AdieuToLogic•10mo ago
I agree with your point about reasoning when employing Functional Programming (FP).

However, I very much disagree with Graham's 2004 assertion[0]:

  It's a lot of work to learn a new programming language. And 
  people don't learn Python because it will get them a job; 
  they learn it because they genuinely like to program and 
  aren't satisfied with the languages they already know.
It does not require "a lot of work to learn a new programming language" once a person has fluency with at least one. Actually, the difficulty of learning a new programming language is inversely proportional to how many programming languages the person has already learned. Especially if a new programming language is in the same paradigm category as those already known (Procedural, OOP, FP, etc.).

I was a professional software engineer in 2004, when the Graham post was written. To say, "people don't learn Python because it will get them a job ..." was bullshit then just as it is now. The remainder of the quoted sentence is unfounded extrapolation and has the value of same.
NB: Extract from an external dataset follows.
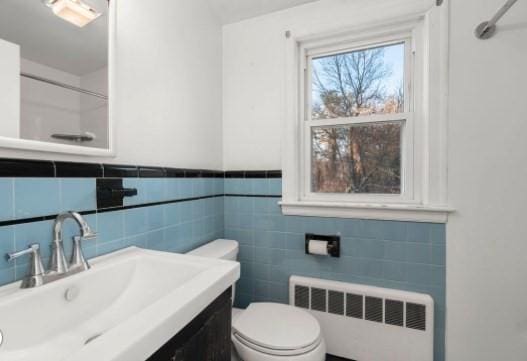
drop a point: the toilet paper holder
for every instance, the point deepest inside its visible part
(333, 243)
0 - https://www.paulgraham.com/pypar.html

lmm•10mo ago
Jane Street has been one of the most successful financial firms of the last 10 years or so, going from a niche hedge fund to a big player. Sounds like OCaml has been working out for them. Certainly I know it's helped them hire a lot of excellent programmers.
cryptonector•10mo ago
What's not clear from reading TFA is whether the compiler monomorphizes TFA's `Compact_array` for the two special cases of it (array of bytes vs. array of anything else), but I'm assuming so. Perhaps if I was familiar with OCaml the answer would be blindingly obvious. What's happening here is that w/ GADTs you can have a _singular_ abstraction with multiple distinct implementations for specific types and others for generic types, and you don't have to think about it too much, except you have to remember to use these type hints in the interface definitions to get the compiler to do what you want.

> Yaron Minsky joined Jane Street back in 2002, and claims the dubious honor of having convinced the firm to start using OCaml.

That's pretty cool. And I guess Stephen Dolan ended up there due to his work on OCaml, which is pretty cool too. (I'd like to meet Stephen some day.)